Deduplication policy: deduplicate keep first row

If you select this policy, Realtime Compute reserves the first data record under the specified primary key and discards the rest duplicate data records. Only the key data is stored in the state data. This provides better performance. An example is as follows:
SELECT *
FROM (
  SELECT *,
    ROW_NUMBER() OVER (PARTITION BY b ORDER BY proctime) as rowNum
  FROM T
)
WHERE rowNum = 1

In this example, Realtime Compute removes duplicate data records in table T based on field b and reserves the first data record under the specified primary key based on the system time. The proctime attribute indicates the processing time attribute. Realtime Compute sorts data records in table T based on this attribute. To remove duplicate data records based on the system time, you can also call the PROCTIME function instead of declaring the proctime attribute.

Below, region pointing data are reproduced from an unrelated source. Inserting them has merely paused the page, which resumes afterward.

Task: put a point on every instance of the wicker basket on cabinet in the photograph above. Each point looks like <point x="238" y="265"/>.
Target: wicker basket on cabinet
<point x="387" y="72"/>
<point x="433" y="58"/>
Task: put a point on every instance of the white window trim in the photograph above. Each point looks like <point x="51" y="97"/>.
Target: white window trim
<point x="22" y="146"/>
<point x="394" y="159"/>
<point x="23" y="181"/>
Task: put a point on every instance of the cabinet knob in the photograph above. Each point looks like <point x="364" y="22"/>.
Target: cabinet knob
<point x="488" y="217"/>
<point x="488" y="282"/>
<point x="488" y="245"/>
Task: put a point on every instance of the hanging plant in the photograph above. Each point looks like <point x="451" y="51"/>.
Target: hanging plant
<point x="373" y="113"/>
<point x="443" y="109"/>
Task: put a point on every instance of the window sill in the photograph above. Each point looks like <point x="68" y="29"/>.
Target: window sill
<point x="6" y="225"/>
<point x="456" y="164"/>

Note In a version later than Blink 3.3.1, the policy of deduplicate keep first row allows you to open a window by using the event time attribute without triggering a retraction.

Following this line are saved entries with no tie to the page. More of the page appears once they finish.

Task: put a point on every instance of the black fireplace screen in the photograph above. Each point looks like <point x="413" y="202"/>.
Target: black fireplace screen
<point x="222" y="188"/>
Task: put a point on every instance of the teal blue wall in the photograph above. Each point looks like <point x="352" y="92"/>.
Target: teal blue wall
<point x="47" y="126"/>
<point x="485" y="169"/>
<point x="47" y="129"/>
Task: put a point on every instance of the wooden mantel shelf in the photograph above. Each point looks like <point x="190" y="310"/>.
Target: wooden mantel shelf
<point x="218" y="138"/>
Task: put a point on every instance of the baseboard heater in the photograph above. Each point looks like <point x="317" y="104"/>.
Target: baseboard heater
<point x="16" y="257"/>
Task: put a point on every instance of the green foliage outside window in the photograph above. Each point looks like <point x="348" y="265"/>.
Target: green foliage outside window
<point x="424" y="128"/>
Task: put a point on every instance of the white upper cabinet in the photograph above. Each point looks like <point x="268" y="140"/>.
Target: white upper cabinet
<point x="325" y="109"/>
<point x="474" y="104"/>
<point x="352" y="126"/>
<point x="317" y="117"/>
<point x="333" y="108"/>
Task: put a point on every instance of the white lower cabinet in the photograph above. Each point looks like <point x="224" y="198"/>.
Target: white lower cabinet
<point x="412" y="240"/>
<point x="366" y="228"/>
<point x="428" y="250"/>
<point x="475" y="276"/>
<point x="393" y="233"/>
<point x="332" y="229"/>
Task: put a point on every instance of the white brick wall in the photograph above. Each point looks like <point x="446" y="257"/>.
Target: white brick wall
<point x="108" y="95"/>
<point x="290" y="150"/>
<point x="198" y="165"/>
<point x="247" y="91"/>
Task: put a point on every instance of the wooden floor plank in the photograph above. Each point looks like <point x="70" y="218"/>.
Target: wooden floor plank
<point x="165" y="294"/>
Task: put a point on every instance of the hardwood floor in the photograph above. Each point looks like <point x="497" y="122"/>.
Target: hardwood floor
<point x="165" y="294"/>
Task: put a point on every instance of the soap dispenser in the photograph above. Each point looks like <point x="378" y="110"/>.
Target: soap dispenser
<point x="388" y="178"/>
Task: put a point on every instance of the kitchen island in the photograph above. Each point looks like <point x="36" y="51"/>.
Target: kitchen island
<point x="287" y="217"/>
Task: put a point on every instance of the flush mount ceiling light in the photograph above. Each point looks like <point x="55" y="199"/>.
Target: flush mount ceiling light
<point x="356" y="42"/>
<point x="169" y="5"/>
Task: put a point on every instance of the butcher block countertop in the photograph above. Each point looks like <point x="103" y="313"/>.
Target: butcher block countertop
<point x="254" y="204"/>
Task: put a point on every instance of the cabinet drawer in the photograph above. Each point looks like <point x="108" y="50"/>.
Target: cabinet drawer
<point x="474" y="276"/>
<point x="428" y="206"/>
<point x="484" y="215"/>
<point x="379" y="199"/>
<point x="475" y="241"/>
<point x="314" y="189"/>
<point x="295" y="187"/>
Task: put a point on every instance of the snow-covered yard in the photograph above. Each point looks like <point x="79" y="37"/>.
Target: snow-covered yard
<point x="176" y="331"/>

Deduplication policy: deduplicate keep last row

Notice This policy does not allow you to open a window by using the event time attribute.
This policy is also used for deduplication, and it only keeps the last data record under the specified primary key. Its performance is slightly better than the LAST_VALUE function. An example is as follows:
SELECT *
FROM (
  SELECT *,
    ROW_NUMBER() OVER (PARTITION BY b, d ORDER BY proctime DESC) as rowNum
  FROM T
)
WHERE rowNum = 1

FAQ

Q: What do I do if an error occurs when ROW_NUMBER() OVER (PARTITION BY b, d ORDER BY now() as time DESC) is executed?
java.lang.RuntimeException: Can not retract a non-existent record:
    38c30001,1b800000008,1c000000013,85000035343a3731,1d80000008d,2680000000c,8400000073616173,8500003130303333,8600a6bae9a7a4e5,0,0,27800000011,2900000001c,85000069616d6164,2b00000000c,0,0,8100000000000059,2c00000000a,2d000000016,0,0,0,2e800000016,3000000000c,3100000000c,32000000011,8765636976726573,3380000000c,8500004554554f52,3480000000c,3580000000a,8600a6bae9a7a4e5,2,1,1,1,0,0,0,0,0,0,0,0,0,0,0,0,0,0,0,0,0,5d304013.
    This should never happen.
A: This error may be caused due to the following two reasons:
  • The now() function in the code is undeterministic.

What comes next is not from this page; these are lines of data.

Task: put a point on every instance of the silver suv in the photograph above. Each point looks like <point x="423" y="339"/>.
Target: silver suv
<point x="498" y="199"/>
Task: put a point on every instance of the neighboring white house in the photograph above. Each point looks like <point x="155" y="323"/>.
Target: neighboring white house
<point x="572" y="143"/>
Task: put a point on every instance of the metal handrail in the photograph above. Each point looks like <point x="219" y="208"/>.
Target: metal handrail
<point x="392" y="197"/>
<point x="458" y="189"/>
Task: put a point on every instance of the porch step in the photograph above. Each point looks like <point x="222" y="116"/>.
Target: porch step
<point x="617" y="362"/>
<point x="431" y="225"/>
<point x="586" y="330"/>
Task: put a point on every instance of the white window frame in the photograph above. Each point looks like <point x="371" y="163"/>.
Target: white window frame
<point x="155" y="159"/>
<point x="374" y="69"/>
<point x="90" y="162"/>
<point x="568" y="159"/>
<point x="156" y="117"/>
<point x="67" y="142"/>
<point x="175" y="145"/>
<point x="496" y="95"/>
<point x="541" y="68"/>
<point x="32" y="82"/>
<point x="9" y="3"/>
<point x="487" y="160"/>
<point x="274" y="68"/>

    The TopN function does not support undeterministic sorting fields. The output values of the now() function are different because it is undeterministic. As a result, the previous value cannot be found in the retraction. Make sure that you use deterministic time fields such as the event time or a field of the processing time attribute in a source table.

  • The value of the blink.state.ttl.ms or state.backend.niagara.ttl.ms parameter is too small.

    Comment out the TTL parameter whose value is too small so that its default value can take effect, or set this parameter to a larger value.